In der E-Mail erzählt er: „Ich fand das Leben in Saudi-Arabien eine Qual, du musst so tun, als seiest du ein Muslim und musst all den Ritualen folgen. Ich wusste, dass ich nicht länger in Angst leben konnte, und als ich verstand, dass sogar anonymer Aktivismus mich als saudischen Ex-Muslim gefährdet, habe ich Asyl beantragt.“
Aisha hatte dagegen nichts über das System des Asyls gewusst. „Ich hatte davon keine Ahnung. Erst als Hamza Kashgari nach Malaysia floh, dort Asyl beantragte, habe ich davon erfahren.“ Kashgari hatte die Proteste in einer saudi-arabischen Stadt während des Arabischen Frühlings online unterstützt. Dafür wurde er verfolgt. Er konnte zwar nach Malaysia fliehen, doch das Land lieferte ihn im Februar 2012 trotz internationaler Proteste an Riad aus.
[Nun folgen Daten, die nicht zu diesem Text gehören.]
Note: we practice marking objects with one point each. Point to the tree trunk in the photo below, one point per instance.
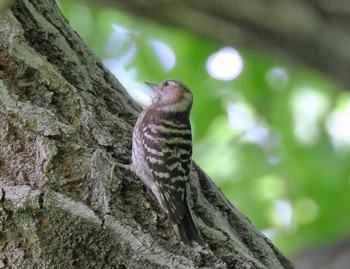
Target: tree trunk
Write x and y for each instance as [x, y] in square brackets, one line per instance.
[64, 121]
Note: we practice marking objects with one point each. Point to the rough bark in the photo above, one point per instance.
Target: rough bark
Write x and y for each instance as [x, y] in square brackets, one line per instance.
[314, 33]
[64, 121]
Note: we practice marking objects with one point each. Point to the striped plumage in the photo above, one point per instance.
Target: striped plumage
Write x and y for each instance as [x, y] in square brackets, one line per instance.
[162, 150]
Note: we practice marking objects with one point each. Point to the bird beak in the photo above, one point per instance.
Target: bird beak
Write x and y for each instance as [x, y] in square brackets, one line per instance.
[152, 85]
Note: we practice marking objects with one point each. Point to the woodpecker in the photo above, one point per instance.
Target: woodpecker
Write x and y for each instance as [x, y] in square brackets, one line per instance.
[162, 153]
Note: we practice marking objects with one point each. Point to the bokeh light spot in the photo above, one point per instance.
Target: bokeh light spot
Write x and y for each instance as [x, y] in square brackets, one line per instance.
[226, 64]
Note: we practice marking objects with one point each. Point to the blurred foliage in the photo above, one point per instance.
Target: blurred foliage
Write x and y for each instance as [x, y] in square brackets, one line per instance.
[274, 139]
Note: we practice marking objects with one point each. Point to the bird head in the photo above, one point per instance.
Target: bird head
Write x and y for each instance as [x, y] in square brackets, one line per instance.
[172, 94]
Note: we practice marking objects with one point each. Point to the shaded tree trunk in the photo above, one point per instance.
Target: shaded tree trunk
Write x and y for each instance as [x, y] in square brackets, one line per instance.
[64, 121]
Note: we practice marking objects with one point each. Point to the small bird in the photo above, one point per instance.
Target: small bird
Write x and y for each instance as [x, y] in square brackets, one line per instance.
[162, 153]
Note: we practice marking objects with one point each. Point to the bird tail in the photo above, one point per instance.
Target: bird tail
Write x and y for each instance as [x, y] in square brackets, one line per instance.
[186, 229]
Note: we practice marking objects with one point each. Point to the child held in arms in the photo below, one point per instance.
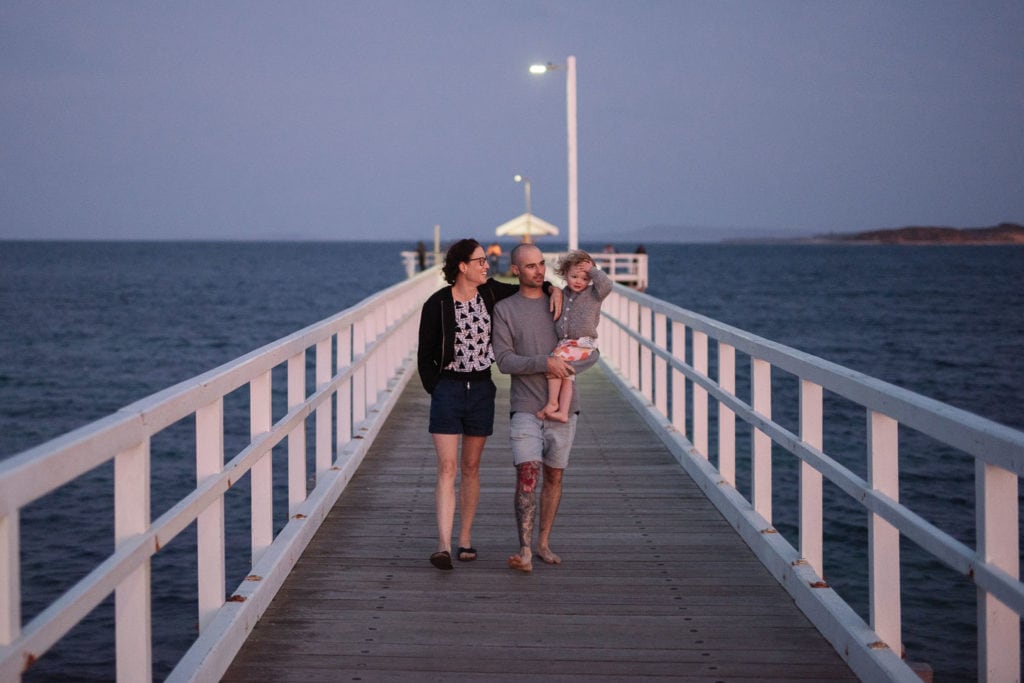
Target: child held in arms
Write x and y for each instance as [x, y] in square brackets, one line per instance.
[586, 288]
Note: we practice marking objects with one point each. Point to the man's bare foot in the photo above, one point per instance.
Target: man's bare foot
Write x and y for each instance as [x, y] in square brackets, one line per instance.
[516, 562]
[548, 556]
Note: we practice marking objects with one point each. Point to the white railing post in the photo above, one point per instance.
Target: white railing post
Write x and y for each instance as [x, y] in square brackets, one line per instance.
[811, 507]
[883, 538]
[997, 531]
[633, 346]
[761, 446]
[323, 376]
[678, 379]
[261, 475]
[359, 376]
[297, 437]
[348, 390]
[622, 334]
[646, 386]
[660, 365]
[10, 579]
[700, 394]
[726, 418]
[210, 522]
[133, 615]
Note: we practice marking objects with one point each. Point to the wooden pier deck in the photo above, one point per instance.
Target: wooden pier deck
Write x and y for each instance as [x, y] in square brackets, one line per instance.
[654, 583]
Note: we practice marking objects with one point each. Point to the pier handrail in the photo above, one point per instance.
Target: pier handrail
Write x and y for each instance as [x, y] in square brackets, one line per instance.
[361, 359]
[659, 354]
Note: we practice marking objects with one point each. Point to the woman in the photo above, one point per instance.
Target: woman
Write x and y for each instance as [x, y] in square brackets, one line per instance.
[454, 361]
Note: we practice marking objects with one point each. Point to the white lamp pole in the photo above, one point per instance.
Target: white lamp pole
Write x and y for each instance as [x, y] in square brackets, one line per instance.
[570, 124]
[523, 179]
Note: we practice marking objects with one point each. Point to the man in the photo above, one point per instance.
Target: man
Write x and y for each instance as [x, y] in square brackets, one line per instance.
[523, 337]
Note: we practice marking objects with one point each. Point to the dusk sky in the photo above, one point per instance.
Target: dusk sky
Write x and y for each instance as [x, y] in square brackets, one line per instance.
[376, 120]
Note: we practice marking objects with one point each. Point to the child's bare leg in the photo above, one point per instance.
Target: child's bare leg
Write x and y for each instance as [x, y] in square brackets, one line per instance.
[564, 400]
[554, 384]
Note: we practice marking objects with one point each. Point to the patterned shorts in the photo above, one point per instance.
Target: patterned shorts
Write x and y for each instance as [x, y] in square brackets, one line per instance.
[574, 349]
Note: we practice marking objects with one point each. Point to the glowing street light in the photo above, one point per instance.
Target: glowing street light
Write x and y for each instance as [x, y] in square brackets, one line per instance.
[525, 185]
[570, 124]
[523, 179]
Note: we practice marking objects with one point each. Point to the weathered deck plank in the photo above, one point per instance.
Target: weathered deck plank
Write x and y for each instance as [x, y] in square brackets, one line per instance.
[654, 583]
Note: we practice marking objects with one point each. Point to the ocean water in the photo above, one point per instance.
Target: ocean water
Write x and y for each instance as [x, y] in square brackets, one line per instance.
[86, 328]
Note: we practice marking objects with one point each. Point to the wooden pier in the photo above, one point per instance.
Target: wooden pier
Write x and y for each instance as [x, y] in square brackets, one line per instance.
[654, 583]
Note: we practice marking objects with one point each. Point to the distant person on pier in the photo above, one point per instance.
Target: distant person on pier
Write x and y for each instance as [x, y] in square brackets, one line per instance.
[495, 256]
[586, 287]
[523, 338]
[454, 363]
[421, 255]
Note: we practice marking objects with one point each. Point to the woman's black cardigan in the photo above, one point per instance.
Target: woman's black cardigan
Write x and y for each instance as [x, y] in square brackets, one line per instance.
[437, 327]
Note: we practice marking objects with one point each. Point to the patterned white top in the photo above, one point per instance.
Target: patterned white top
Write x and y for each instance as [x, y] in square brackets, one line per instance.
[472, 340]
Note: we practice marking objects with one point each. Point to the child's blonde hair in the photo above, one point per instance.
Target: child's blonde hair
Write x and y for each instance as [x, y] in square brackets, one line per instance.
[573, 258]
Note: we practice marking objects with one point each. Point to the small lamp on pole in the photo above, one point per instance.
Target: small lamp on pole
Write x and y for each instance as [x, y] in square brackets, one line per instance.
[523, 179]
[570, 124]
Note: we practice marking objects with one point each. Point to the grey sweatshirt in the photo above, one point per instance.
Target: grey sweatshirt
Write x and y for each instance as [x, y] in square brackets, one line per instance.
[523, 336]
[581, 312]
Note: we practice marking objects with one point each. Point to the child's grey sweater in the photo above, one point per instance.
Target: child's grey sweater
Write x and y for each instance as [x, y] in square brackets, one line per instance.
[582, 311]
[523, 336]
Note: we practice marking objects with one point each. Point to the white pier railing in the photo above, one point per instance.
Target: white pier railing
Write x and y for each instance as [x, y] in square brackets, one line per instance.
[663, 356]
[628, 269]
[360, 360]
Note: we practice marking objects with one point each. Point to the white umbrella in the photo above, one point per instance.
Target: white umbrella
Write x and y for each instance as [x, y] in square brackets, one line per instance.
[526, 225]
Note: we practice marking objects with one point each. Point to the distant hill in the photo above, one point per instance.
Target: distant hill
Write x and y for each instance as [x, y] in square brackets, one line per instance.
[1004, 233]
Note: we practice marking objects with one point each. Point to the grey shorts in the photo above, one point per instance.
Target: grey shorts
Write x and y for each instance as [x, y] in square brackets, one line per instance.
[536, 439]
Sinnlos war seine gescheiterte Flucht aber offenbar nicht. Sie brachte Menschen wie Aisha dazu, sich mit der Möglichkeit der Flucht auseinanderzusetzen. Deutschland war dabei gar nicht ihre erste Wahl, eigentlich sollte es Norwegen werden. „Aber da ist es im Winter zu dunkel, das geht nicht“, sagte Aisha. Drei Jahre dauerte es schließlich, bis sie nach ihrer Ankunft hier den ersehnten Schutzstatus erhielt.
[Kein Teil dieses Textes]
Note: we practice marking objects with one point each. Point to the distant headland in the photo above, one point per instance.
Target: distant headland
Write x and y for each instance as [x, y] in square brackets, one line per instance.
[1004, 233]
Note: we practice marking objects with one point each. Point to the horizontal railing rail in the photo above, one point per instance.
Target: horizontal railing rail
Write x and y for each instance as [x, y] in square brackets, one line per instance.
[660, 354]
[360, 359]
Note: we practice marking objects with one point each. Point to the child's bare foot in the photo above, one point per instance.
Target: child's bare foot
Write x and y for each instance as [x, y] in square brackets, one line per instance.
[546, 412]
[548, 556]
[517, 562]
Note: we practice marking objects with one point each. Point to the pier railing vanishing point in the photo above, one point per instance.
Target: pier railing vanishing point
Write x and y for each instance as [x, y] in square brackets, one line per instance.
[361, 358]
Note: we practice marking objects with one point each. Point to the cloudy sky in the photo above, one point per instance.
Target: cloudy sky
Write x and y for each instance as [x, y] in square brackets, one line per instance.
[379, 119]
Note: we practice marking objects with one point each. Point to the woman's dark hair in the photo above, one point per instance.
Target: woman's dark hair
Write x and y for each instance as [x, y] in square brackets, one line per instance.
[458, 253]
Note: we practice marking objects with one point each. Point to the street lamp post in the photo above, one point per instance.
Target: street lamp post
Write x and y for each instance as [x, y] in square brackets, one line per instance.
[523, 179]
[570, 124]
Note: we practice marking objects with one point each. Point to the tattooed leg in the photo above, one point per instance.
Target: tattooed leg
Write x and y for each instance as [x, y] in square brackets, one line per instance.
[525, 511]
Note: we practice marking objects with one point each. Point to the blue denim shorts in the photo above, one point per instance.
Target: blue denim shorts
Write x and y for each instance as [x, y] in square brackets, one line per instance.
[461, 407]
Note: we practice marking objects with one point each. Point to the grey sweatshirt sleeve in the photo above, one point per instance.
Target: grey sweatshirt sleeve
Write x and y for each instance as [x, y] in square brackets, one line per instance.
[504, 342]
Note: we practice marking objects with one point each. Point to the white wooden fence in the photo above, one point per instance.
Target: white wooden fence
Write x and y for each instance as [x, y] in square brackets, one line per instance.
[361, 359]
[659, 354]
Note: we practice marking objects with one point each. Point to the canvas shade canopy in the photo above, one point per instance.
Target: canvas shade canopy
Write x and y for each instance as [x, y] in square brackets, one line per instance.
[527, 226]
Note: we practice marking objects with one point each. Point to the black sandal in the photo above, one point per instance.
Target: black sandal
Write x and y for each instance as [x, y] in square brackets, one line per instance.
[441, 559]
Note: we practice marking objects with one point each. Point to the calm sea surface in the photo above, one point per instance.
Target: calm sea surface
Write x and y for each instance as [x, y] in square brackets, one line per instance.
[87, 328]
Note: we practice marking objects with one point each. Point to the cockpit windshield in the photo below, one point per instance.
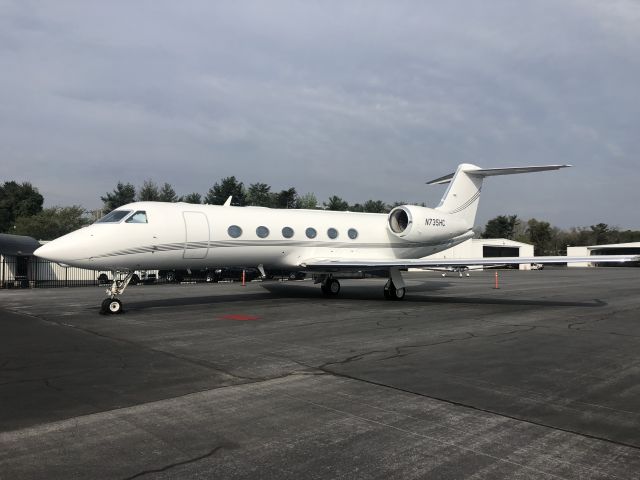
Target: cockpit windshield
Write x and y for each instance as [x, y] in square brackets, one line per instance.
[114, 217]
[139, 217]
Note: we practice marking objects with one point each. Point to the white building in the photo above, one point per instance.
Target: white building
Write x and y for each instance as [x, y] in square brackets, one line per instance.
[611, 249]
[489, 248]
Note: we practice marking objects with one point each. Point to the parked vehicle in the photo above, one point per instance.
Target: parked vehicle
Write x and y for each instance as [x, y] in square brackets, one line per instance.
[209, 275]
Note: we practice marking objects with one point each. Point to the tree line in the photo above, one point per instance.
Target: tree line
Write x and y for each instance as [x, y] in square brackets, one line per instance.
[22, 212]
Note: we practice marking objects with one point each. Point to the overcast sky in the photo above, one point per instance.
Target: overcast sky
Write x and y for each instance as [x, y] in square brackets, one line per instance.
[362, 99]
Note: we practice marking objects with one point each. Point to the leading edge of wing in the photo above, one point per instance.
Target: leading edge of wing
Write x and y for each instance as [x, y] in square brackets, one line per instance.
[364, 264]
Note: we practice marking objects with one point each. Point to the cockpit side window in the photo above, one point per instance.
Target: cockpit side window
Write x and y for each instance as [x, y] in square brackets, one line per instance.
[139, 217]
[114, 217]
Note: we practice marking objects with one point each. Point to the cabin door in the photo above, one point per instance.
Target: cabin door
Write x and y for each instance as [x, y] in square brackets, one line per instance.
[196, 243]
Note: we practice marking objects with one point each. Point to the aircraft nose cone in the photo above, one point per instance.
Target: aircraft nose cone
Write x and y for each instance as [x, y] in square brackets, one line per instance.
[62, 250]
[52, 251]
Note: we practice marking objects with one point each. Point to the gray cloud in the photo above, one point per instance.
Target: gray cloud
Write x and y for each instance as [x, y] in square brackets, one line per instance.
[360, 99]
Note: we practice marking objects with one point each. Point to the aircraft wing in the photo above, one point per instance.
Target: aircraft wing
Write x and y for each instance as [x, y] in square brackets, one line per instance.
[320, 264]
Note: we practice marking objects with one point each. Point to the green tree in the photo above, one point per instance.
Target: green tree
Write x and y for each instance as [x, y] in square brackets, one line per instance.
[227, 187]
[259, 195]
[503, 226]
[17, 200]
[167, 194]
[123, 193]
[192, 198]
[149, 192]
[308, 201]
[540, 235]
[52, 222]
[336, 203]
[601, 234]
[287, 198]
[375, 206]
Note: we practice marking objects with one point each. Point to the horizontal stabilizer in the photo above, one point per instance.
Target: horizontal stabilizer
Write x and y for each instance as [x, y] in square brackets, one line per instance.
[490, 172]
[330, 265]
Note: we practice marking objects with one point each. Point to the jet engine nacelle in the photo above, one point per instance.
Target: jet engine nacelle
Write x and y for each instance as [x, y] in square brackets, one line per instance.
[422, 224]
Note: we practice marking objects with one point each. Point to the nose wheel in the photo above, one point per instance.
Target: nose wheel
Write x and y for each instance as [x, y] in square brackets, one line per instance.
[113, 305]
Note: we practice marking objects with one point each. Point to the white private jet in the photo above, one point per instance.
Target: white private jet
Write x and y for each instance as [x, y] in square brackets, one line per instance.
[156, 235]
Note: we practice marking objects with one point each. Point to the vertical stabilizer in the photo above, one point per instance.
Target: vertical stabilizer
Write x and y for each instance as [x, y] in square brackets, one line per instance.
[463, 194]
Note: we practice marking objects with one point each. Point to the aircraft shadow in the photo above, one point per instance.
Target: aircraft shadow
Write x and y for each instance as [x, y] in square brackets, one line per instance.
[424, 293]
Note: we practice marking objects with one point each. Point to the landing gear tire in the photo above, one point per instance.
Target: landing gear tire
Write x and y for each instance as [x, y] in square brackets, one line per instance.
[393, 293]
[111, 306]
[331, 287]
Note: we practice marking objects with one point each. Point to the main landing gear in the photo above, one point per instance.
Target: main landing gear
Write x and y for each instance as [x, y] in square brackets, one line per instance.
[330, 286]
[391, 292]
[394, 289]
[112, 305]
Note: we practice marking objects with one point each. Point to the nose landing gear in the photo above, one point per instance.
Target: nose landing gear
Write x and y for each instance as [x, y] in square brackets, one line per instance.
[112, 305]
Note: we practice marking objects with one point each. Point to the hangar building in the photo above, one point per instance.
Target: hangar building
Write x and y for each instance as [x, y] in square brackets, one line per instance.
[611, 249]
[489, 248]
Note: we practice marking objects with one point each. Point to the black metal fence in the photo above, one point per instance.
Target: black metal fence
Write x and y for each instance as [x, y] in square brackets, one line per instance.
[33, 272]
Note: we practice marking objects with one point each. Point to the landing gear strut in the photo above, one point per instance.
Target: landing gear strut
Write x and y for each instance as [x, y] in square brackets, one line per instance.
[391, 292]
[112, 305]
[330, 287]
[394, 289]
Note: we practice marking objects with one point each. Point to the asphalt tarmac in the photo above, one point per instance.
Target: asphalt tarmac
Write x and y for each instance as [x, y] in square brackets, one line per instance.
[537, 379]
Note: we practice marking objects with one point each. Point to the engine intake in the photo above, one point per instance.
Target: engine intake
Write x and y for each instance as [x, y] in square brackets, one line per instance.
[422, 224]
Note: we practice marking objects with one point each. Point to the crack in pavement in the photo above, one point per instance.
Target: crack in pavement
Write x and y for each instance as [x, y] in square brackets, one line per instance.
[210, 453]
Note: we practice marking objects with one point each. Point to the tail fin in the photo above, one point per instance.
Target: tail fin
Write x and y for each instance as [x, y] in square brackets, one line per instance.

Sie lebt heute in Ostdeutschland, so wie auch Taleb Al Abdulmohsen. Das Bundesamt für Migration und Flüchtlinge (Bamf) verweist alle Flüchtlinge an eine Außenstelle in Sachsen-Anhalt. Viele sind es nicht, aber es fällt auf, dass entgegen der Gesamtverteilung der Flüchtlinge die meisten Antragsteller aus Saudi-Arabien Frauen sind.
Seit 2016 haben 161 Menschen aus Saudi-Arabien in Deutschland Asyl beantragt – 89 davon Frauen, zeigen die Bamf-Daten. Ihre Anerkennungsquote ist hoch, sie liegt bei rund 71 Prozent.
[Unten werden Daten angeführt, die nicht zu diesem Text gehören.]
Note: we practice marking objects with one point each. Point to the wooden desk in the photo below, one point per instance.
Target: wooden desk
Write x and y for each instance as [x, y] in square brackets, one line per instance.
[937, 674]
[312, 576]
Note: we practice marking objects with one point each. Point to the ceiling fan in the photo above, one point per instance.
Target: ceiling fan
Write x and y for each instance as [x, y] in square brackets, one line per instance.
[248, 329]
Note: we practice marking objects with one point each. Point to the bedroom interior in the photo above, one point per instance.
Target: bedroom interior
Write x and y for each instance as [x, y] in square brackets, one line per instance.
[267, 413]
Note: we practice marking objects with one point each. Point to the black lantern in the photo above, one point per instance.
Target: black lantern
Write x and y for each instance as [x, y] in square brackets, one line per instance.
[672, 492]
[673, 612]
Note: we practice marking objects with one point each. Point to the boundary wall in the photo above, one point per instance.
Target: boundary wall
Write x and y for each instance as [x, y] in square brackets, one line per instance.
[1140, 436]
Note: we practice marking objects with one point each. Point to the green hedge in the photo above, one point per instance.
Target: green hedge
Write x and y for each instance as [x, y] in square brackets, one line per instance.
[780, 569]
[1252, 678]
Nach Ansicht von Taleb Al Abdulmohsen gebe es in Saudi-Arabien viele Frauen, die das Land verlassen würden, wenn sie nur könnten. Zum Reisen brauchen sie nämlich die Erlaubnis eines männlichen Vormunds. Und eben diese Abhängigkeit von Männern, diese Bevormundung in allen Lebenslagen ließen auch Rahaf Mohammed rebellieren – und es war Taleb Al Abdulmohsen, der ihr bei ihrer Flucht half, aus dem fernen Deutschland via Twitter.
Über Dritte erklärte er ihr, was sie schreiben musste, um das Flüchtlingswerk der Vereinten Nationen auf sich aufmerksam zu machen. „Zeitgleich habe ich andere Menschen im Forum wearesaudis.net beraten“, sagt er. In dem Forum geht es um Themen wie Flucht und neues Leben im Ausland.
Es gebe Zehntausende, die aus gleichen Motiven wie Rahaf Mohammed Saudi-Arabien verlassen würden, sagt Al Abdulmohsen. Die also „unabhängig reisen wollen, eigene Entscheidungen über Bildung, Karriere treffen wollen oder darüber wen und wann ich heiraten sollte“ – so erklärte es Rahaf Mohammed, nachdem sie in Kanada angekommen war.
Aisha mahnt zudem, an die Frauen und Männer zu denken, die inhaftiert seien, aber keine Aufmerksamkeit bekämen, „so wie Loujain Alhathloul“. Alhathloul setzt sich mit anderen Frauen und Männern für mehr Gleichberechtigung ein. Derzeit sei sie wieder in Haft. „Ich möchte, dass sie nicht vergessen wird“, sagt Aisha.